Raph: CCO didn’t mean that I worked on every title. On some titles I would get involved with the team during the pitch phase or early on. A lot of times I was a troubleshooter, so many of the things that I worked on didn’t see the light of day — sometimes the right answer was to cancel the project.
Of all the SOE titles that I assisted as CCO and that are even announced, I only list Untold Legends, the original one, as one where I had a real direct impact. I spent a chunk of the Xmas holiday coming in doing rewrites on dialogue and adding story elements.
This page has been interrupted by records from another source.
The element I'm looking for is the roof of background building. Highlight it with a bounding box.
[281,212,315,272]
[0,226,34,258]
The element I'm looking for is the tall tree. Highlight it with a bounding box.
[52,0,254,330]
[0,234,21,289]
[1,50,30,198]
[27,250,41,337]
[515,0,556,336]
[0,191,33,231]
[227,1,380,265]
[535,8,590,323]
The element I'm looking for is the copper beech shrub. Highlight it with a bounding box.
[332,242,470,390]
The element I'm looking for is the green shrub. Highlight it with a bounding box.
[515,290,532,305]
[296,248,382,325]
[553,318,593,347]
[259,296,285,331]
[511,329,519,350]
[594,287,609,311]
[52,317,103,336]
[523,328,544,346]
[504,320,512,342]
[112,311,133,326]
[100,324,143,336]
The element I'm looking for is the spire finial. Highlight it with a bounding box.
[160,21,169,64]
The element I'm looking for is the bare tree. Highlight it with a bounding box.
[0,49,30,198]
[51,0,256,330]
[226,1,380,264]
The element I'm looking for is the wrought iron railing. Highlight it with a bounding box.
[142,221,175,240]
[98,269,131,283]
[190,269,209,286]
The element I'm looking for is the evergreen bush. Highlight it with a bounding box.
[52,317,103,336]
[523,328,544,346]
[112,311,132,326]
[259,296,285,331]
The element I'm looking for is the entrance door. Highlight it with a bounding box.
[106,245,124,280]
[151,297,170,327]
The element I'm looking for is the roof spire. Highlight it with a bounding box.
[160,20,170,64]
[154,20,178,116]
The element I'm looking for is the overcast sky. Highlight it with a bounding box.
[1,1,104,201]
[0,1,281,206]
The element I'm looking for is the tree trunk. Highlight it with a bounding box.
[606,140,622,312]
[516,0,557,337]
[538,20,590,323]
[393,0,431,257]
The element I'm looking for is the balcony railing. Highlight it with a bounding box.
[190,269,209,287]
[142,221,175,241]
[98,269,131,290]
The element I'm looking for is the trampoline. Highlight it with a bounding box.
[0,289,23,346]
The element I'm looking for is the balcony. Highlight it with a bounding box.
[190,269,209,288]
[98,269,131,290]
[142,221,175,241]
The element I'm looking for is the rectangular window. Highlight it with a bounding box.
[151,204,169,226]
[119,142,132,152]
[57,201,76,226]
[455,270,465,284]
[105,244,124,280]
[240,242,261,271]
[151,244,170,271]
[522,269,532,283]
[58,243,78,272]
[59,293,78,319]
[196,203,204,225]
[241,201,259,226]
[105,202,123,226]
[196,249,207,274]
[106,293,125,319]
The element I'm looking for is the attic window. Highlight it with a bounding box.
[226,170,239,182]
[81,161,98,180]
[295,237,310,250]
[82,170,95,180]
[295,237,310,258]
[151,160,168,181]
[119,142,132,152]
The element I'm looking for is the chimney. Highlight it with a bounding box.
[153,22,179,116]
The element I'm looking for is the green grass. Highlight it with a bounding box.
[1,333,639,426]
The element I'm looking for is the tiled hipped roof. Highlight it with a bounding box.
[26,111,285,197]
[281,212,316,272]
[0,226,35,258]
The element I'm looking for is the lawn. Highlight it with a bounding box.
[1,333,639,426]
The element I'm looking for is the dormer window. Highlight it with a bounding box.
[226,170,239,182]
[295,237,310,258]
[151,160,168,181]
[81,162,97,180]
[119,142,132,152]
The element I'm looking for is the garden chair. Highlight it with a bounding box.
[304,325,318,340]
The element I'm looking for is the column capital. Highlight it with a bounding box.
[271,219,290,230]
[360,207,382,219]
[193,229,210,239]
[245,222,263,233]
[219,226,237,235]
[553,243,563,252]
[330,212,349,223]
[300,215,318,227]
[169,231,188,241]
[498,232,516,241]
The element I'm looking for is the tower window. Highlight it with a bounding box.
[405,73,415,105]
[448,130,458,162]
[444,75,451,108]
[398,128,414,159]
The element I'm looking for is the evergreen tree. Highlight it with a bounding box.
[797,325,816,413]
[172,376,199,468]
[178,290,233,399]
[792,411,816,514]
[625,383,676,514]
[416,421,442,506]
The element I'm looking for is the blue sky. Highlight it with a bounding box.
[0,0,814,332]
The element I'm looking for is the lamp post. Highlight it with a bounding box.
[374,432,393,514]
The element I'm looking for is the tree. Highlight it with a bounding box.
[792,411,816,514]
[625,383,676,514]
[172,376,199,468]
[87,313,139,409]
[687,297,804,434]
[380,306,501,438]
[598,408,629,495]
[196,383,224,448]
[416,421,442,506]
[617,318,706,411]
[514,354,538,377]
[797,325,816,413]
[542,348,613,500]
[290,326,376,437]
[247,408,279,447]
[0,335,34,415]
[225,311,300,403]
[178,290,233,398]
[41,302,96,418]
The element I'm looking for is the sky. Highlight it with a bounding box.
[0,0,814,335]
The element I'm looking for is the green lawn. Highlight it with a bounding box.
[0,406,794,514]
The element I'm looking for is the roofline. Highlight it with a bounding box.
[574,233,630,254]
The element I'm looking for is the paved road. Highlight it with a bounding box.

If you played that game, the subplot you read when you found bits of journal, with the love story from the past, that part was me.
Stratics: How does art and gaming mix into a learning tool?
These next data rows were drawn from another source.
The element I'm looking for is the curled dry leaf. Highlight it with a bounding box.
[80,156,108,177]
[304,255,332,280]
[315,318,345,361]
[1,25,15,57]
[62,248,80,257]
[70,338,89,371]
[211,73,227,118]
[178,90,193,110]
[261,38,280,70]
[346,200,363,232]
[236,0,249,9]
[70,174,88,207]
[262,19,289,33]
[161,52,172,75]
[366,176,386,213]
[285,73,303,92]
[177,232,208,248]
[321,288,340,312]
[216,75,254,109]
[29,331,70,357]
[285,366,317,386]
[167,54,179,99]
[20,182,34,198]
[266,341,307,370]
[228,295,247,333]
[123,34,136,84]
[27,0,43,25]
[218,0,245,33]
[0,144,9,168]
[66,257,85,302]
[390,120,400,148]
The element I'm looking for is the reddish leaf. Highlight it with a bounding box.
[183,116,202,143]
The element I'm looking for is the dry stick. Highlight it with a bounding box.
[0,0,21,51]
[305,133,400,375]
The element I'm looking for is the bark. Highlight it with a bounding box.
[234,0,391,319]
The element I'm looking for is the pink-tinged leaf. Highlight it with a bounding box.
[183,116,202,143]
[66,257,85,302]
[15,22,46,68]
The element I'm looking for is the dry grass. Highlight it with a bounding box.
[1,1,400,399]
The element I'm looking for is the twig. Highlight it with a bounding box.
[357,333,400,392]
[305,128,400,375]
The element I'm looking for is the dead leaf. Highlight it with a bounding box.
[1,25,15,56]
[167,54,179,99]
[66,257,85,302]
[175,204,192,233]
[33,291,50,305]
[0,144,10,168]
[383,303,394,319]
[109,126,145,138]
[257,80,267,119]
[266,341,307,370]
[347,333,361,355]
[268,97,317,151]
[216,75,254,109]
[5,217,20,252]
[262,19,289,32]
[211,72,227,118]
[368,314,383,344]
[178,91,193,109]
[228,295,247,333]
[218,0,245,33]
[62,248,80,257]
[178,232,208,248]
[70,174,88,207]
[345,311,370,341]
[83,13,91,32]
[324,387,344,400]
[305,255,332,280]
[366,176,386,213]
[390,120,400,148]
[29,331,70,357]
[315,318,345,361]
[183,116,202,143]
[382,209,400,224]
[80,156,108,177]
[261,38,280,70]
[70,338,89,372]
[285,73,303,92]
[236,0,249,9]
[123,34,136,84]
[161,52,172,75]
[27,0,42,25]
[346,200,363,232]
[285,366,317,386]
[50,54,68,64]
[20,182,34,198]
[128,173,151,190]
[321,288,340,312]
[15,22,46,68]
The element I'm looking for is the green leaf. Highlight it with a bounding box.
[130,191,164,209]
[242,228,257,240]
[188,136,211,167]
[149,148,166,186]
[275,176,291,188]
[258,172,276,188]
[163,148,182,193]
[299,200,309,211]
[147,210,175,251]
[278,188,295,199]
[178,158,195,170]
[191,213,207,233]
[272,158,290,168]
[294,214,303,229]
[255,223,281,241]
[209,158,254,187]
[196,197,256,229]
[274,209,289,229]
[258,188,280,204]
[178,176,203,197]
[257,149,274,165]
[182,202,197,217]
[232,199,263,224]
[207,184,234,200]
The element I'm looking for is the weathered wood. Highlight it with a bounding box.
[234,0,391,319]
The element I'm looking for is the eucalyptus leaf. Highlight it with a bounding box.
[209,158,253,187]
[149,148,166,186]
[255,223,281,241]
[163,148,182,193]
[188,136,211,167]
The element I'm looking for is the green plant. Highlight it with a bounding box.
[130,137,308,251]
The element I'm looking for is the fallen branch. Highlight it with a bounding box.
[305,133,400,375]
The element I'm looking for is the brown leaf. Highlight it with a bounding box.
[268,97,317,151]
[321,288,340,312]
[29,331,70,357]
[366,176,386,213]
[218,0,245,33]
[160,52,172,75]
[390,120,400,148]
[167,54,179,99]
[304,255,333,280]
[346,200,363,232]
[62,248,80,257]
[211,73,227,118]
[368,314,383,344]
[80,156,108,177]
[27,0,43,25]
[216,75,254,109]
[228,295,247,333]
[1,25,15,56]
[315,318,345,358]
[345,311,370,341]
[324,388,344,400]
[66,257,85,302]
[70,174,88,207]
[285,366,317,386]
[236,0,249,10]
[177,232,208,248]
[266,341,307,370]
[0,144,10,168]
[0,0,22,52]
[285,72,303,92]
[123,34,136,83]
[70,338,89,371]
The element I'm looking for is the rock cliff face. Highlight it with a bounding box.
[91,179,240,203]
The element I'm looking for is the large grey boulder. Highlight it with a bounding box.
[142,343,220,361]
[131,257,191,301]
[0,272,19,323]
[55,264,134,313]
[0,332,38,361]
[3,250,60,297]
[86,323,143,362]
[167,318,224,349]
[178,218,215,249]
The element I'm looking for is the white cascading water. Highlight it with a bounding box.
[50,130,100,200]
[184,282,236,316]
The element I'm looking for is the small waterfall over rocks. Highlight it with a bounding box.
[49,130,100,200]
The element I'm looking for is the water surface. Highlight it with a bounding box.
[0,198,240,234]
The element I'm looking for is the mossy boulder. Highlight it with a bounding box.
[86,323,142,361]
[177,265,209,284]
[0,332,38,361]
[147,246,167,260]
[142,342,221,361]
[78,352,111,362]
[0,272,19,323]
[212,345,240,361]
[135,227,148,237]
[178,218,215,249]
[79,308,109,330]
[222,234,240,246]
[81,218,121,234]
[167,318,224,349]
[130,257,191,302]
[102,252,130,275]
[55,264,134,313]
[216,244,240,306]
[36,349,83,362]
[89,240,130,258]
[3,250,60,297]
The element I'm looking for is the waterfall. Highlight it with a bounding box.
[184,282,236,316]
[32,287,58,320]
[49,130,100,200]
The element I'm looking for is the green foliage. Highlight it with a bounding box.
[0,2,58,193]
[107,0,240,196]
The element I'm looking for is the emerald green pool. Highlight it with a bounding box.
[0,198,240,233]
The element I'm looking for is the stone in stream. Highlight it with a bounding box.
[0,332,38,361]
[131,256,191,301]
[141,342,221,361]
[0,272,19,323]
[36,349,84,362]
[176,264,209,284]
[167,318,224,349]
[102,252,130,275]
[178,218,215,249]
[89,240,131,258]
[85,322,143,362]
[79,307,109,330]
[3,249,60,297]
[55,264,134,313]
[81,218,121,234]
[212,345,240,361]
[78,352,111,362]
Raph: The art is usually sugar coating, a distraction so to speak. The mechanics are really where the game teaches you things. You learn to understand systems, how the underlying mechanics relate to each other. The art often lies about what those mechanics are, if you know what I mean. We don’t think of FPS games as teaching us how to accurately move mouse pointers, or of tic-tac-toe as teaching us a magic number square, but that’s what they are doing. Systemic things.
The art is the dressing that makes the lesson go down easier, really. When you marry the right metaphor to the system, then you get something really powerful.
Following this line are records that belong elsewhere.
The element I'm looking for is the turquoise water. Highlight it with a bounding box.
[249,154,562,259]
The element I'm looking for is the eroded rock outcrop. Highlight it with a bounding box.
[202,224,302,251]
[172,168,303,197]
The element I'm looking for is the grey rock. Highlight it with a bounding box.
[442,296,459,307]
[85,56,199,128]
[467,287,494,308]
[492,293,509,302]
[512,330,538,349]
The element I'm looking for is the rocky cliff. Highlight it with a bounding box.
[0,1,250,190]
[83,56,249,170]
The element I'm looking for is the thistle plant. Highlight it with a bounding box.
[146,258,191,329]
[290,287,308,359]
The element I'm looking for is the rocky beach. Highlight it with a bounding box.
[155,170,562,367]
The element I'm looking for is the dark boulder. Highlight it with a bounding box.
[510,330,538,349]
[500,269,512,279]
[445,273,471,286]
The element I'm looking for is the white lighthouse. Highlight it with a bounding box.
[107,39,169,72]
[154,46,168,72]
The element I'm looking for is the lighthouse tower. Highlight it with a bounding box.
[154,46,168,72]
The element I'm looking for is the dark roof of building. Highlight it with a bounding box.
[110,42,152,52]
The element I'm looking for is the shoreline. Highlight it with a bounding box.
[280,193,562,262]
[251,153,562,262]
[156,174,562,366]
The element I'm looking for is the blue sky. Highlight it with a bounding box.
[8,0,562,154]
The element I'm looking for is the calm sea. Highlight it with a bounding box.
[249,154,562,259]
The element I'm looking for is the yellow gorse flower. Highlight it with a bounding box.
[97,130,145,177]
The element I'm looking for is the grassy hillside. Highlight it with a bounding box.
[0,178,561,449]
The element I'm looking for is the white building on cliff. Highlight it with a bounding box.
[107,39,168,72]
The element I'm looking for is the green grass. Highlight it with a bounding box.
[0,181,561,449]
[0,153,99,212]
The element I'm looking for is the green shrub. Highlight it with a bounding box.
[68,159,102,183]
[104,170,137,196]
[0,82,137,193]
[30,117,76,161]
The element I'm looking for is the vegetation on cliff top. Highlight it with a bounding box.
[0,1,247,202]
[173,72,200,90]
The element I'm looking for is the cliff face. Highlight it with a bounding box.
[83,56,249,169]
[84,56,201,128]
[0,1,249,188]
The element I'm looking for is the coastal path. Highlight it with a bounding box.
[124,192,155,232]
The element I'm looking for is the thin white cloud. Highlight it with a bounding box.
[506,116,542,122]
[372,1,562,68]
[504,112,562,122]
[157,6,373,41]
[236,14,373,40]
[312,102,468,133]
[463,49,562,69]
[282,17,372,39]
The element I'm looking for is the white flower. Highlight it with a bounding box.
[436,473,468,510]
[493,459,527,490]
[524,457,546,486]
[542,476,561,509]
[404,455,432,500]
Stratics: Currently, you are working with a group of developers on a secret project through the company Areae, Inc. Where did the name come from? Why should gamers be excited about Areae?
Raph: The name came about because it’s damn hard to find a company name these days that means what you want! I spent weeks looking for a name — it has to pass muster on a lot of levels. In the end, the name of the studio matters a lot less than the name of the product we make, so I’m not all that hung up on whether people can pronounce it or not. I am pretty sure they are not going to forget it!
We’re not talking too much about what we are making, but I think — I hope — that gamers will find it liberating and exciting.
Stratics: What you do feel is lacking in current MMO’s?
Raph: In some sense, variety. Just as happened with the muds, we see everyone falling back to the proven model of the DikuMUD-style gameplay: levels, classes, hacking and slashing with quests that are mostly fetch and carry, small group dynamics, no impact on the world… I made that game, Legend was basically a lot like that. I burned out playing that game before I even started working on Legend. I did the grind, and I moved through it, and I am not interested in playing it again really.
So I am into something immersive; something roleplayery, something casual; something different. Not all in the same world, necessarily. I still do like my hack n slash too, just in smaller doses.
Stratics: Where do you see the world going? What will it take in an MMO to knock World of Warcraft off the top spot? How will the future effect gamers?
Raph: I think MMOs are ready for something out of left field, honestly. I don’t think I am alone in that. In a lot of ways, left field is a pretty crowded place: Multiverse, Second Life, Gaia, Habbo, all the crazy cool stuff in Korea… and we tend to forget just how popular some of this is because we think of MMORPGs as the be-all end-all.
I don’t know that there is really room for “the next WoW” — I think instead we’re going to see an explosion of lots of different stuff, because trumping WoW is really hard from a financial point of view as well as a design point of view.
Stratics: What do you feel about the ever increasing marketing lead game content in MMO’s?
Raph: It’s not going to go away. Wish I could say anything else on that front, but it’s a simple answer. The door is open, Pandora’s box is wide open…
Stratics: What games are you currently playing, and what future games do you think you will play when they go live?
Raph: I’m not currently playing any MMOs — no time as I work on Areae! But I have been doing a lot of console gaming. Lots of good games on that front this year, from Guitar Hero II to Okami to stuff on Live Arcade (been playing lots of that) to Wii Sports… no killer title on the PS3 yet, but I am looking forward to Fl0w — I love the Flash version.